Ese es también el caso, qué duda cabe, del australiano Peter Carey, quizás el artista verbal contemporáneo más versátil en la práctica de esta ambiciosa modalidad estética. En el panorama narrativo actual, Carey es una auténtica rareza: el tipo parece capaz de lograr cualquier cosa y, como un portentoso ventrílocuo, pergeña los textos más disímiles con maestría y verosimilitud absolutas: en True Story of the Kelly Gang narra la frenética, breve existencia del más famoso forajido de la era Victoriana y lleva al límite las posibilidades expresivas de lo que podríamos llamar el vernáculo australiano decimonónico.[4] Nada tendría de extraordinario que, tras semejante logro, incluso alguien tan dotado como Carey aceptase ceder en la intensidad pero, al parecer, nada podría estar más lejos de sus intenciones: sus complejas novelas son demasiado numerosas para ofrecer aquí siquiera un breve resumen de su incomparable diversidad, originalidad y esencial extrañeza: antes de pasar al tema principal de mi artículo, me limitaré a proferir algunas observaciones sobre Jack Maggs, un texto tan alejado del que ganó el premio Booker como Flannery O’Connor lo está de Michel Houellebecq (y apenas consigo imaginar dos poéticas menos afines: es como si habitasen no ya mundos sino galaxias diferentes).

Ya he señalado que True Story of the Kelly Gang es algo así como la gran épica australiana, un western hagiográfico sobre el legendario pistolero Ned Kelly narrado en primera persona con un estilo que alcanza, por momentos, una intensidad casi volcánica: púrpura y lava son los mejores fragmentos de su prosa, una indudable hipóstasis del absoluto estético.
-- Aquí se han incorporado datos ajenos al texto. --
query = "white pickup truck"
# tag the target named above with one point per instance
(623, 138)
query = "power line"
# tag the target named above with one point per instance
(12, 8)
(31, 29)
En contraposición a todo esto, en Jack Maggs, un texto inspirado por Dickens, asistimos, perplejos, al minucioso despliegue de una tesitura estilística en las antípodas de cualquier barroquismo: el estilo es austero, preciso, casi minimalista; el narrador, en tercera persona, es un mero instrumento al servicio de un artífice que intenta representar, con la mayor verosimilitud y frialdad posibles, la civilización inglesa (mejor aún, londinense), a mediados del siglo XIX (el hombre se ha desplazado del desierto a los salones de Kensington Gardens, podríamos decir). Y semejante metamorfosis ocurre libro tras libro. Inútil intentar acceder a un conocimiento siquiera parcial de esa vastedad en un ensayo de estas dimensiones. Aquí me limitaré a dilucidar algunas cuestiones formales que conciernen a su novela Robo. Una historia de amor.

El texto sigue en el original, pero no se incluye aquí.